Group Captain Franklin Augustus Sampson (July 7, 1905 – May 5, 1983), often known as Sammie Sampson, was a Royal Canadian Air Force officer and military attaché. He was born in Royal Flat, Jamaica. Stationed in England in 1939, he was instrumental in quashing a general strike by 1,500 Canadian enlisted personnel. During World War II he was involved in the training of British and Commonwealth fighter pilots. He was one of only three Canadian nationals assigned to Supreme Headquarters Allied Expeditionary Force under General Dwight D. Eisenhower. He was an expert on prisoners of war and lobbied successfully for the military to be involved in civilian repatriation. After the war he became a military attaché in Argentina (1948) and Paris (1951). During his career he was awarded the Legion of Merit (United States), Croix de Guerre with Silver Star (France) and the Order of the British Empire. He died in 1983 in Brockville, Canada.

==Military career==
During World War II, Sampson was one of only three Canadian military personnel stationed at Supreme Headquarters Allied Expeditionary Force (SHAEF) under General Dwight D. Eisenhower, the Supreme Allied Commander. He was selected due to his expertise regarding the repatriation of military prisoners of war. Notable later stations included Argentina and Paris following World War II. Sampson was head of air force personnel in London leading up to the Battle of Britain in 1939 - 1940. In February 1939, following the Munich Agreement and during preparations to defend England against an imminent German air campaign, which commenced later that year, Sampson was instrumental in quashing a general strike by 1,500 Canadian enlisted personnel stationed at RAF Odiham Air Base, Down Ampney, Gloucestershire, England. With threat of war on the horizon, the enlisted personnel were seeking immediate repatriation to Canada. The base was a critical air logistics hub for British defensive operations. Acting on direct orders from Canadian Prime Minister Mackenzie King to enforce Canada's military commitments in defense of England in the lead up to World War II, Sampson confronted strike leaders on the steps of Canada House in London, 8 February 1939 declaring "It will be considered mutiny if you men are out after February 11, 1939".
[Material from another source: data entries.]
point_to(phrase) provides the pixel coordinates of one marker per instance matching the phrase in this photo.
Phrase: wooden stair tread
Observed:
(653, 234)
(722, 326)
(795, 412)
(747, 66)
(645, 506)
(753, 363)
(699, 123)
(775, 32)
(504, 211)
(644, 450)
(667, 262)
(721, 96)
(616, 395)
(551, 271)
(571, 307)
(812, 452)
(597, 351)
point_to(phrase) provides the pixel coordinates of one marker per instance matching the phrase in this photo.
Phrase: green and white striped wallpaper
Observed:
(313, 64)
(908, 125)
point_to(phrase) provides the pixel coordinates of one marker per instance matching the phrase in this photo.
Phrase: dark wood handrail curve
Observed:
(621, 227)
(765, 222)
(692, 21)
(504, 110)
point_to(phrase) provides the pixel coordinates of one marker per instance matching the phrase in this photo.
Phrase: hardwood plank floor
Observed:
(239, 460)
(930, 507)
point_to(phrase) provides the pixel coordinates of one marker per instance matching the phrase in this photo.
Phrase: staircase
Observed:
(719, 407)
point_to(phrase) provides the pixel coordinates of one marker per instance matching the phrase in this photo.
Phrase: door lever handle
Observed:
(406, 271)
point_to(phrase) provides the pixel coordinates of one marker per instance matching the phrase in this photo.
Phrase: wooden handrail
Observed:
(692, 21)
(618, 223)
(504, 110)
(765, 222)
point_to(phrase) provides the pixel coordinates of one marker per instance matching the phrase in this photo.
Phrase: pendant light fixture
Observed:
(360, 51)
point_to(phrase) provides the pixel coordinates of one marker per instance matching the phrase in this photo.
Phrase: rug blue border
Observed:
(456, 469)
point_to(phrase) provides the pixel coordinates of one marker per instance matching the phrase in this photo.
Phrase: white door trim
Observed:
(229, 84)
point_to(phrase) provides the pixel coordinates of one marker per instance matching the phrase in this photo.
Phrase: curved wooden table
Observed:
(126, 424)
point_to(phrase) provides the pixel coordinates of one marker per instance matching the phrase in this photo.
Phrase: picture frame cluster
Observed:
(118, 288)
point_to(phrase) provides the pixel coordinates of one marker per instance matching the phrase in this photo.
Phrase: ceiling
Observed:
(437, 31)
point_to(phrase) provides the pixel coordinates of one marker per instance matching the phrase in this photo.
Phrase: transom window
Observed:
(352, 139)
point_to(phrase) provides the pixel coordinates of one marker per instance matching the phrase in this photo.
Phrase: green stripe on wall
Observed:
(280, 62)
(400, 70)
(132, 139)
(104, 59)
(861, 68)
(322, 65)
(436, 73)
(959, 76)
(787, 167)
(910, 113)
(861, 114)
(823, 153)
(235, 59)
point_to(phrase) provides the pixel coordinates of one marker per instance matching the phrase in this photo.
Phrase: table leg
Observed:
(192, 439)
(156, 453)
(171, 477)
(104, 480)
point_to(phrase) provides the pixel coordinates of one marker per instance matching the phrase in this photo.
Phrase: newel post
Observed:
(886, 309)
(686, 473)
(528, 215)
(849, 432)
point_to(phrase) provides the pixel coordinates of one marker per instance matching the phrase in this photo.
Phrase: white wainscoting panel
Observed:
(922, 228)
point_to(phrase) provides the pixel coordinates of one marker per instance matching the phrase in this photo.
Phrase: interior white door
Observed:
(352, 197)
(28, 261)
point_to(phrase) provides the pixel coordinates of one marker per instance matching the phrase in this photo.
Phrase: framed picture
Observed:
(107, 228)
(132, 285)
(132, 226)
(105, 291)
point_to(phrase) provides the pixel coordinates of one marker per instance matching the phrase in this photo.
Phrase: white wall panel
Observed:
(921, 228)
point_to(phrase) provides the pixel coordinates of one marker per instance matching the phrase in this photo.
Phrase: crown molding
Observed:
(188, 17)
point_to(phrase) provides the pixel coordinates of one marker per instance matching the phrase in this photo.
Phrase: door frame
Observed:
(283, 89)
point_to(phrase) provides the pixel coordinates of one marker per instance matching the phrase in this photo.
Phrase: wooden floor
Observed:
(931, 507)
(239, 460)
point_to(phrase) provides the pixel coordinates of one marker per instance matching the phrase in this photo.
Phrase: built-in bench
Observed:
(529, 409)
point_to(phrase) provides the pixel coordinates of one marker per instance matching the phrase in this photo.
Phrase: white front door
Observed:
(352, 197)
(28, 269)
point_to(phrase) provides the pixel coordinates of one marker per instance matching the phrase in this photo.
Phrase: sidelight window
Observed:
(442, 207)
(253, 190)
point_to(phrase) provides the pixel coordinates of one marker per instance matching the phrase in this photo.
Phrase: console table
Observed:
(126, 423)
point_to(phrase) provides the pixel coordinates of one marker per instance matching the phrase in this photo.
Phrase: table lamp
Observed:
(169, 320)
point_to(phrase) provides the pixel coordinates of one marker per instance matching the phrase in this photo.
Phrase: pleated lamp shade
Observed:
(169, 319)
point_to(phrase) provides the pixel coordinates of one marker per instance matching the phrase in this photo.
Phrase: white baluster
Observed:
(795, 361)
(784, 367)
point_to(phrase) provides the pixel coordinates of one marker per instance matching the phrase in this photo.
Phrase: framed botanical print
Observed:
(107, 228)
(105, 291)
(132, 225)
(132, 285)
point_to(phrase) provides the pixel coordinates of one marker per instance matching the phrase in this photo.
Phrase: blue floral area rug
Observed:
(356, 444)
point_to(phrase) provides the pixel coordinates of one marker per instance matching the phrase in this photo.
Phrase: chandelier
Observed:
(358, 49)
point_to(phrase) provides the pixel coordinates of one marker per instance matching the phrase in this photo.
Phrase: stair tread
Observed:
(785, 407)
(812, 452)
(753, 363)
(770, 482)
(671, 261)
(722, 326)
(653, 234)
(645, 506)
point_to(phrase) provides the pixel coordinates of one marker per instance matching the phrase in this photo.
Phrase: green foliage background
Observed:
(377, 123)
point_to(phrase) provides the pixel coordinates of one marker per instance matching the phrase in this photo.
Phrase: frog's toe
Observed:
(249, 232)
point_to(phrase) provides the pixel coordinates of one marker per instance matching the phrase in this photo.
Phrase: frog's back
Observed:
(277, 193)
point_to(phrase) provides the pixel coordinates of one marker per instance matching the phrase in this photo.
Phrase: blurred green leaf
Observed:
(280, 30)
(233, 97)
During the war, Sampson was assigned to RAF No. 27 to train British and Commonwealth fighter pilots, and later assigned to station command at Allerton Park (Allerton Castle) upon the establishment of No. 6 Group RCAF (No. 6 Group RCAF). At the war's end the RCAF had 11 bomber stations in England; seven of these were operational stations, controlled by No. 6 Group responsible for over 40,000 sorties, making it one of the most productive bomber units of the entire war. An expert on prisoners of war, Sampson was one of only three Canadian nationals assigned to Supreme Headquarters Allied Expeditionary Force (SHAEF) upon preparations for Project Overlord: D-Day, with direct responsibility for repatriating first military, then later civilian POWs. During this period, Sampson lobbied General Eisenhower extensively, and ultimately, successfully, to extend SHAEF command authority to include civilian repatriation, thereby making the liberation of concentration camps a military responsibility. Sampson was awarded the Legion of Merit by Dwight D. Eisenhower at Camp Griffis on 12 December 1944 for his efforts. The medal is the highest military honor that can be awarded to a foreign national by the U.S. government. It is the only citation to be awarded as a neck order, other than the Congressional Medal of Honor.

Many of the details regarding Sampson's activities during and after World War II remain sealed under Canada's Official Secrets Act and Security of Information Act. Sampson pursued his liberation related responsibilities for the rest of his military career as commanding military attaché in Argentina (1948) and Paris (1951), until his retirement in 1955. On 29 January 1947 Sampson was presented with Order of the British Empire for outstanding service as Commanding Officer of the Base Station in No.61 (RCAF) Base and, later, the Base Station at No.64 (RCAF) Base, "as largely responsible for the very enviable record shown by both of these stations under his command". On 12 September 1947, Sampson was awarded Croix de Guerre with Silver Star (France) for gallantry in action against an enemy.